Perplexity Launches BrowseSafe, Tackling AI's "Unsolved Problem" of Prompt Injection
Perplexity's BrowseSafe defends autonomous AI agents, detecting 91% of hidden prompt injection attacks manipulating web behavior.
December 7, 2025

In an era of increasingly autonomous AI, Perplexity has introduced BrowseSafe, a security system aimed at mitigating the significant security vulnerabilities inherent in AI browser agents. The company claims the system achieves a 91 percent detection rate for prompt injection attacks, a growing threat to the safety of the agentic web.[1] As AI assistants become more integrated into our daily browsing, capable of performing actions on our behalf, they also create an unexplored attack surface that requires novel defensive strategies.

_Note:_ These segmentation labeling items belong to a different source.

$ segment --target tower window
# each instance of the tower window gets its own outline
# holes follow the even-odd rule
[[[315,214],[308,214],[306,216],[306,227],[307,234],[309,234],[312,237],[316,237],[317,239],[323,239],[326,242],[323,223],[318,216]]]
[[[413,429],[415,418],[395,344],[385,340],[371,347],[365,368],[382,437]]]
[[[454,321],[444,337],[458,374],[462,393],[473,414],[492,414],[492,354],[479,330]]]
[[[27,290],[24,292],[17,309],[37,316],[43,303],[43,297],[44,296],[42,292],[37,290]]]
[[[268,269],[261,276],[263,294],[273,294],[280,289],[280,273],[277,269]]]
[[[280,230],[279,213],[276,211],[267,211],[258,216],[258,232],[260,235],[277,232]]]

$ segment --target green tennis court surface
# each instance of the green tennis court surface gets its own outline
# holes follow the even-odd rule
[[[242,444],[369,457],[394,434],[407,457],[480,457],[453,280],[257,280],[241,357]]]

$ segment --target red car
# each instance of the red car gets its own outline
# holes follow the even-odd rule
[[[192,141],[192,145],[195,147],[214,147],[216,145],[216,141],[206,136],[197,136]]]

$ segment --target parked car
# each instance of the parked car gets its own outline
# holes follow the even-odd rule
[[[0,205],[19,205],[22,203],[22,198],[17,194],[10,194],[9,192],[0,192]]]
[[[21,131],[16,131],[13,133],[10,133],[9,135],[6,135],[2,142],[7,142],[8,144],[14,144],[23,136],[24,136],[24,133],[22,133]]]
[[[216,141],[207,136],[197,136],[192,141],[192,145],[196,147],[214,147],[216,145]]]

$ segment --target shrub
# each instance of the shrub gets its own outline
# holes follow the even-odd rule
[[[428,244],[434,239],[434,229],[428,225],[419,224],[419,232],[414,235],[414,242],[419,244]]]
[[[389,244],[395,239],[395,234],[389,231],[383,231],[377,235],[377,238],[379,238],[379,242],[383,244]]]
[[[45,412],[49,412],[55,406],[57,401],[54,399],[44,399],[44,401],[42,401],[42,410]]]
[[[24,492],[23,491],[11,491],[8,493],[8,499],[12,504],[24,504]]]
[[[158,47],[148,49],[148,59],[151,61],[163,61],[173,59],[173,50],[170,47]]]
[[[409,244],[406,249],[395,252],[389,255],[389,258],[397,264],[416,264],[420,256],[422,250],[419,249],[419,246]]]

The primary threat that BrowseSafe is designed to combat is prompt injection, a technique where malicious instructions are hidden within web content to manipulate an AI agent's behavior. Unlike direct prompt injection, where a user is tricked into inputting harmful commands, indirect prompt injection is far more insidious. Attackers can embed malicious prompts in various parts of a webpage that are invisible to the human eye but are read and processed by AI agents. These hidden instructions can be located in HTML comments, data attributes, or even disguised as benign-looking text in footers or table cells. The AI agent, in its attempt to be helpful and follow all instructions, may then be tricked into performing actions the user never intended, such as exfiltrating sensitive data, making unauthorized purchases, or spreading misinformation. Security researchers have demonstrated the real-world risks of these attacks, showing how an AI agent can be instructed to steal information from a user's email or other personal accounts and send it to an attacker-controlled server.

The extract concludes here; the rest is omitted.